MMG #1 v7.2: WoG Writings

AxelHeyst was in the hot seat for the meeting on 2024-07-07. He is writing a book, and we talked about a draft of the book we read. We specifically discussed the chapter about systems thinking. Since we talked about a lot of things, I'll summarize it per subject.

The intended audience: people like himself in his younger years and people in sustainability focused professions dealing with disillusionment or doubt. They already have the ERE/post consumerism dots, but have not yet connected them.

Distribution: AH is not yet sure on how to distribute it. He could sell it on amazon, give it away for free on his site or create a more deluxe hardcopy ecological friendly version. His (zeroth order) goal isn't to make money, but to reach as much people as possible. One suggestion was to do multiple strategies, but spaced out through time. After selling it on amazon for a month, he could lower the price and/or give it away for free to increase market penetration. The group suggested looking at Paul Millerd, who wrote extensively about self publishing (https://pathlesspath.com/selfpublishinglessons/, https://pathlesspath.com/blog-to-book/). They also suggested looking at how to get it on Libby or other library apps for more mass appeal.

Writing style: the setup for the book is AH traveling back in time and talking to himself. This is a cool and unconventional literary device. The group found it sometimes difficult to understand immediately if with was Current AH (CA) or Past HA (PA) talking. They also thought that focusing more on the 'fiction' part, using "show, don't tell" to get the concepts across. A suggested book was Edward Bellamy's book Looking Backward: 2000–1887.

Feedback process: the group suggested that it might be good to get more feedback from non ERE people, to get more relevant feedback.
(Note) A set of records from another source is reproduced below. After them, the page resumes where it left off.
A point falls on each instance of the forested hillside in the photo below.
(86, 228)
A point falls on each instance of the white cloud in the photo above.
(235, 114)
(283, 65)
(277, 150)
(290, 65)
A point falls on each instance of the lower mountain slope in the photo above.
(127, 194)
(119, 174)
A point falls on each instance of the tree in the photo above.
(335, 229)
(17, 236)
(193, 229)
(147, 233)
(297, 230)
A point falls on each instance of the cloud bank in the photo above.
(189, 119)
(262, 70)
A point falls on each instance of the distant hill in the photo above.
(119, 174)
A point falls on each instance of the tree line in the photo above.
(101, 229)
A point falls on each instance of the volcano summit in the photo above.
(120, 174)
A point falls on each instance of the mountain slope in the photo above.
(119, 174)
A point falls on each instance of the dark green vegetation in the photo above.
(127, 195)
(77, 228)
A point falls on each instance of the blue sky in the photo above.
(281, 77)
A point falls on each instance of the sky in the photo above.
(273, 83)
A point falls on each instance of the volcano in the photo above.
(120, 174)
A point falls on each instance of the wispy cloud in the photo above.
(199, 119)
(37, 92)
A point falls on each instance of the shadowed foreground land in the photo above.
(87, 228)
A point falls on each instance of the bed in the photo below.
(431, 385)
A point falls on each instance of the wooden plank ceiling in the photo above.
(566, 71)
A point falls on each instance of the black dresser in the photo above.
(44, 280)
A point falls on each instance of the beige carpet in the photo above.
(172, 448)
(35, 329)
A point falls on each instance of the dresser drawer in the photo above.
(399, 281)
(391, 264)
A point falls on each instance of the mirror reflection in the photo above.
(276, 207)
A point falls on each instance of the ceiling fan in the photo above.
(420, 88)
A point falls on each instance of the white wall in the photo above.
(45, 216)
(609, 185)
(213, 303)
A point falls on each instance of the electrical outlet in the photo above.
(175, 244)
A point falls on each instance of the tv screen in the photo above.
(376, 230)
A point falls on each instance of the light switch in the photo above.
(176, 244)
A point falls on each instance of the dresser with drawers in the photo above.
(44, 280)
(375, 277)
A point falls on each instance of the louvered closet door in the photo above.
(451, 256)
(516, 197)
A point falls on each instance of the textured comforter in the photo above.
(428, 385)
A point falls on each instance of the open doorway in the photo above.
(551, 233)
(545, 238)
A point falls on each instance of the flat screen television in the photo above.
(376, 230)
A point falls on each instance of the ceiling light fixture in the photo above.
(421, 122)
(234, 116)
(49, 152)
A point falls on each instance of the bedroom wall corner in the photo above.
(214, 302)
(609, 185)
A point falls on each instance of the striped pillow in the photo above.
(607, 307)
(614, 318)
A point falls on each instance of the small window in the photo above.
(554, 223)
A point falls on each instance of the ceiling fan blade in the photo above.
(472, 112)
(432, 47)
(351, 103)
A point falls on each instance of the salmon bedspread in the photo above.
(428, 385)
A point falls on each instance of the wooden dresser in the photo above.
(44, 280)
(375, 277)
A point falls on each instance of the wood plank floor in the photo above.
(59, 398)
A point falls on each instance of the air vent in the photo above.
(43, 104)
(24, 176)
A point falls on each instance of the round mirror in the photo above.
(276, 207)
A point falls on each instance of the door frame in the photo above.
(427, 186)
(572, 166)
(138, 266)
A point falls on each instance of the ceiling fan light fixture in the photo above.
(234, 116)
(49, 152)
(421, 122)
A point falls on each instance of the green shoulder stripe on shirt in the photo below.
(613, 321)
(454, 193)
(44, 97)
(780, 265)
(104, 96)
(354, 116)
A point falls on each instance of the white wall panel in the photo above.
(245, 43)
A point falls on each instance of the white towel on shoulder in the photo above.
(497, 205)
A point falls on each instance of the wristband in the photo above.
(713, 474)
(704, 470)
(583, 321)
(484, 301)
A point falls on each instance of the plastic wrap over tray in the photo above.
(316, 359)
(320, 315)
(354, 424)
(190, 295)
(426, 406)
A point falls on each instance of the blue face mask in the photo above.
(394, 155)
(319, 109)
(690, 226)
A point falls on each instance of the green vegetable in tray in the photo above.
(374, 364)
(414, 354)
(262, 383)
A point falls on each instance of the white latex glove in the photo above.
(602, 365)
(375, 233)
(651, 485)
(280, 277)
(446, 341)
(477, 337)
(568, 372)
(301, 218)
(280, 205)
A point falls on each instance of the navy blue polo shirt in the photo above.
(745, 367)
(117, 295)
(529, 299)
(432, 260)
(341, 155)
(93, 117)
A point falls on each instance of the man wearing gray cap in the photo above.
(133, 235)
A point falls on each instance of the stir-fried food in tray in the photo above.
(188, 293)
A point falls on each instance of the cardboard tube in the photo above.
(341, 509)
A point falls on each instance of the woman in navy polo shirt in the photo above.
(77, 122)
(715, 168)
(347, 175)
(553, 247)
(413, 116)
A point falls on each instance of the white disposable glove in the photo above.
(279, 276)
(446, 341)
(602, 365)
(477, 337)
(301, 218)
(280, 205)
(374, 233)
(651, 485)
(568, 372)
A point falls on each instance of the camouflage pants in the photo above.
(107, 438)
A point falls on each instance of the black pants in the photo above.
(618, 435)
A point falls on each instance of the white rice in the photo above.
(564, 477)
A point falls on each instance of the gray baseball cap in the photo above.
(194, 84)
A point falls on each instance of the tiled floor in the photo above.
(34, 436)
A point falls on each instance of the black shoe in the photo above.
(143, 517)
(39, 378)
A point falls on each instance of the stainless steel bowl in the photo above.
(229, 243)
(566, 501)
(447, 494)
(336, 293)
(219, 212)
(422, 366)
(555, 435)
Content: the group really liked the book/chapter! The chapter on systems thinking is nicely paced. It starts with 'decomposition', an introduction into reverse fishboning. Then there is a part about 'reassembly', creating a WoG. The last part is about 'Resilient Lifestyle Design', looking at system dynamics of your WoG.

This chapter is kind of like the 'workbook' to the 'textbook' that is Chapter 5 of Jacob's book. It has slower pacing and more examples, which can be suited to people with different learning styles or who struggle with the concepts.

Some feedback on this chapter was:
- in the 'reassembly' part, the focus is mostly on $$$. It is interesting to also explicitely include other stocks in the WoG.
- the chapter focusses more on preventing negatives instead of enabling positives. The first is important, the second might have more allure. Having a well designed WoG gives you time and opportunity for various adventures. In other parts of the book this 'freedom to' angle is more explored.
- the group suggested that writing more about self-directing/goal setting/knowing what you want might also be benificial. For a lot of people the 'to' in 'freedom to' can be difficult to know/discover.

Deadlines: the group was somewhat mixed on this. Part of the group felt that a deadline could help AH to stop tinkering with already 'good enough' parts and release the book to get feedback from the intended audience. Another part of the group felt that an artificial deadline was unnecessary given the strong motivation and workethic of AH. It even could lead to a subpar product.

AH's take: he will rewrite some parts of the book to make it more of a story and less of a textbook. He will rewrite the chapter on systems thinking based on the feedback of the group and add the 'freedom to' part here to. He will also write a chapter on the discovery of wants (as opposed to a priori *knowing* what you want). Finally, he will think about if he wants deadlines and what they should entail.